FOLLBRAGUET - Ma piantala! (A Vildamour) Vi chiedo scusa per questo intermezzo grottesco.
VILDAMOUR - (indulgente) Oh!
MARCELLA - (apparendo sul fondo, a destra, e venendo avanti fino a Vildamour) Signore! Siete testimone! Siete testimone che ha detto che sono una peste!
VILDAMOUR - (sotto il bavaglio) Ma signora!
MARCELLA - Siete testimone che vuole cacciarmi! E che mi ha detto che devo lasciare questa casa!
FOLLBRAGUET - Ah! Sì, certo. Ah! Sì!
MARCELLA - Sì? Ebbene, no, non me ne vado! Tu dimentichi che l’affitto è a mio nome… per via dei tuoi creditori… sono in casa mia! Sei tu che devi andartene!
FOLLBRAGUET - Ah! Sì? Bene, ti prendo in parola! La lascio io, questa casa! Sono un bel cretino ad accopparmi di lavoro per te! Pretendi tutti i diritti! Bene! Ti lascio anche le incombenze! Tieni, qui ci sono i ferri, questo è un cliente, io do le dimissioni. Forza! Lavora tu al mio posto!
MARCELLA - Io!
VILDAMOUR - (terrorizzato dalla prospettiva) Oh, no!
MARCELLA - Neanche per idea! Questo va bene per te! Cacciare le dita in quelle bocche disgustose, per me sarebbe troppo ripugnante.
FOLLBRAGUET - (togliendosi rabbiosamente la giacca da lavoro e sostituendola con la giacca dell’abito, che stacca dal muro assieme al cappello) Ciò non toglie che grazie a queste bocche disgustose (istintivamente indica Vildamour) nelle quali caccio le dita, io posso pagarti i vestiti e i « tulle, tulle, tulle ». Ormai arrangiati, queste cose te le guadagni da sola; io ti lascio e tanti saluti.

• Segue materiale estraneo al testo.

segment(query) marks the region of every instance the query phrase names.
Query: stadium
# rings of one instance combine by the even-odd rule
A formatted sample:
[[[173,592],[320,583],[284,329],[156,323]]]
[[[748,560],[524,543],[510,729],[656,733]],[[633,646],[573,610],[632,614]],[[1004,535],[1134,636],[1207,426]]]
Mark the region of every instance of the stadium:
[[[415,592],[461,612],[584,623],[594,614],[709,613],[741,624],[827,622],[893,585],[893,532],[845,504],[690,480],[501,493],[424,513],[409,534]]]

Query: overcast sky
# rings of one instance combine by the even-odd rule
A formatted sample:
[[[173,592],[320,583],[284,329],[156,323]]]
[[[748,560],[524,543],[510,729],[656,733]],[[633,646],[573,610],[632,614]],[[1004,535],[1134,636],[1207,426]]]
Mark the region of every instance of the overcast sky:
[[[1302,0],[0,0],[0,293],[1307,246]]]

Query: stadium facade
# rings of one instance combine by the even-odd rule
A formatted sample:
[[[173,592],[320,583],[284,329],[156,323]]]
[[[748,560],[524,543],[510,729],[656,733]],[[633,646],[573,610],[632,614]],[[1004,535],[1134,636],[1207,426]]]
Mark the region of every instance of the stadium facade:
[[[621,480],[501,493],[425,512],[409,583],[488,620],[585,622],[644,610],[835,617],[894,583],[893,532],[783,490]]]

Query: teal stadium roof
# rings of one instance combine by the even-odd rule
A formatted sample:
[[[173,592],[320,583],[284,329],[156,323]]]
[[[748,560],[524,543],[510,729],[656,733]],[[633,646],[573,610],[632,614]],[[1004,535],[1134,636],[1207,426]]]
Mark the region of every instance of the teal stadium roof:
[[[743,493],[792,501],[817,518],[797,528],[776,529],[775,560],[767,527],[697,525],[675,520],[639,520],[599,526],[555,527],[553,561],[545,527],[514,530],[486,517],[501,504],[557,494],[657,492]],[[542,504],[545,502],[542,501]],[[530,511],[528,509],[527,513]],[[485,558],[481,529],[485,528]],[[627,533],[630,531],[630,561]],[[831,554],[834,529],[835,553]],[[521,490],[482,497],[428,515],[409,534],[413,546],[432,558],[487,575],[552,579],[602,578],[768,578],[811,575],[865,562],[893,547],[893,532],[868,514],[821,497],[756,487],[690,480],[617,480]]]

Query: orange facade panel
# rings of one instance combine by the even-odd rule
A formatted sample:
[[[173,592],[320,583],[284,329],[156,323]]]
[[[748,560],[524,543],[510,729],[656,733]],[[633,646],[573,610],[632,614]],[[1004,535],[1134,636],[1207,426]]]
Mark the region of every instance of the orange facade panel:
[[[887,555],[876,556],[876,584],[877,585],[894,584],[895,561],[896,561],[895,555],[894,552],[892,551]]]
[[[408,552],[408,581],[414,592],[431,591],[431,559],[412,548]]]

MIARCELLA - Come ti pare! Però ti avverto, stasera a casa non mi trovi più!
FOLLBRAGUET - E tu lo stesso! Addio! (Esce dal fondo)
MARCELLA - Addio! (Esce a sinistra)
VILDAMOUR - (che ha seguìto con angoscia quest’ultima parte del dialogo, si alza, preoccupatissimo nel vedersi abbandonato a se stesso con tutto l’armamentario in bocca) E adesso? E adesso? E adesso?